24.09.2020 - 10:52 Uhr
KohlbergOberpfalz

Exotischer Tintenfischpilz im heimischen Garten

Matthias Zielbauer aus Kohlberg macht beim Rasenmähen in seinem Garten einen sehr ungewöhnlichen Fund. Auf der Wiese wachsen exotische Tintenfischpilze.

Matthias Zielbauer findet etliche Tintenfischpilze auf seiner Wiese. Deren Sporen sind um die halbe Erde gereist.
von Autor JMLProfil

„Was ist denn das?“, fragte sich OWV-Vogelwart Matthias Zielbauer, als er auf der Wiese neben seinem Wohnhaus tentakelartige Finger entdeckte. Einige dieser Dinger hatte vorher schon sein Rasenmäher geschreddert. Zielbauer hat sich im Internet schlau gemacht und staunte nicht schlecht, was er da gefunden hat. Es sind Tintenfischpilze aus der Südsee, die eigentlich in Australien, Tasmanien, oder Neuseeland beheimatet sind.

Etwa 1913 wurde die Pilze nach Europa eingeschleppt und sind inzwischen an vielen Orten anzutreffen. Krakenarmpilz, Teufelsfinger, Tintenfisch-Gitterling und Oktopus-Pilz wird die Art auch genannt. Und so sieht das, wenn auch nicht giftige, aber als ungenießbar geltende Exemplar auch aus, wie eine Minikrake.
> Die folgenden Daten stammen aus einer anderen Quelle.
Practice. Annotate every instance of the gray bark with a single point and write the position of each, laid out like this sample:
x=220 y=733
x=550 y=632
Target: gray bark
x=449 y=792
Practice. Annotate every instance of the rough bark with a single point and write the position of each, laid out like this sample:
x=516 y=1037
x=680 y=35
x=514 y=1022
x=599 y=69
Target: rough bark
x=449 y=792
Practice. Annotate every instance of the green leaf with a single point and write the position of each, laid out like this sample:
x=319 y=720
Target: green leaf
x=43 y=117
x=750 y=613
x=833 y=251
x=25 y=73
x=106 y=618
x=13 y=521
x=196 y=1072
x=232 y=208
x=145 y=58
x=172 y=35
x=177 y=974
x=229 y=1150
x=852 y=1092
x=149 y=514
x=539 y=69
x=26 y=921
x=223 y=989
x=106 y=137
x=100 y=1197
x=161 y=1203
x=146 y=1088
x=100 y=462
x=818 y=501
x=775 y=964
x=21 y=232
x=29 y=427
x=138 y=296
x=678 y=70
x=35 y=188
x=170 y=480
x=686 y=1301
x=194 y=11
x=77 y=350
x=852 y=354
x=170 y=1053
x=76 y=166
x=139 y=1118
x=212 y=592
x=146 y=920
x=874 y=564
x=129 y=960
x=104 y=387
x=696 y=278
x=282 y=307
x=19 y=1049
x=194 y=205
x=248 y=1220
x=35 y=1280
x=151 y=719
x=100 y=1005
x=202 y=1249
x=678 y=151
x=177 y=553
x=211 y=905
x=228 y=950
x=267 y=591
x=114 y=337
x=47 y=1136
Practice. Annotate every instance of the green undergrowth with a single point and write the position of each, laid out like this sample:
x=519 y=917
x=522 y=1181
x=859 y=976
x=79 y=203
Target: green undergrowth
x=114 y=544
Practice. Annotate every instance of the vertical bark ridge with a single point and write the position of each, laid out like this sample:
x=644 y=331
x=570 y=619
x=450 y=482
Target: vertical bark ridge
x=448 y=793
Auch in Waldeck finden sich die Exoten

Waldeck bei Kemnath

Der junge Pilz wächst zuerst als drei bis fünf Zentimeter breites Hexenei, ähnlich wie die Stinkmorchel. Die 4 bis 6 langen roten Arme, etwa 10 Zentimeter lang, breiten sich dann sternförmig aus und verströmen einen intensiven und penetranten Aasgeruch. Von Frühsommer bis Spätherbst locken Duft und Farbe Fliegen und Mistkäfer an, die dann seine Sporen weiterverbreiten - falls dies nicht auch Zielbauers Rasenmäher schafft.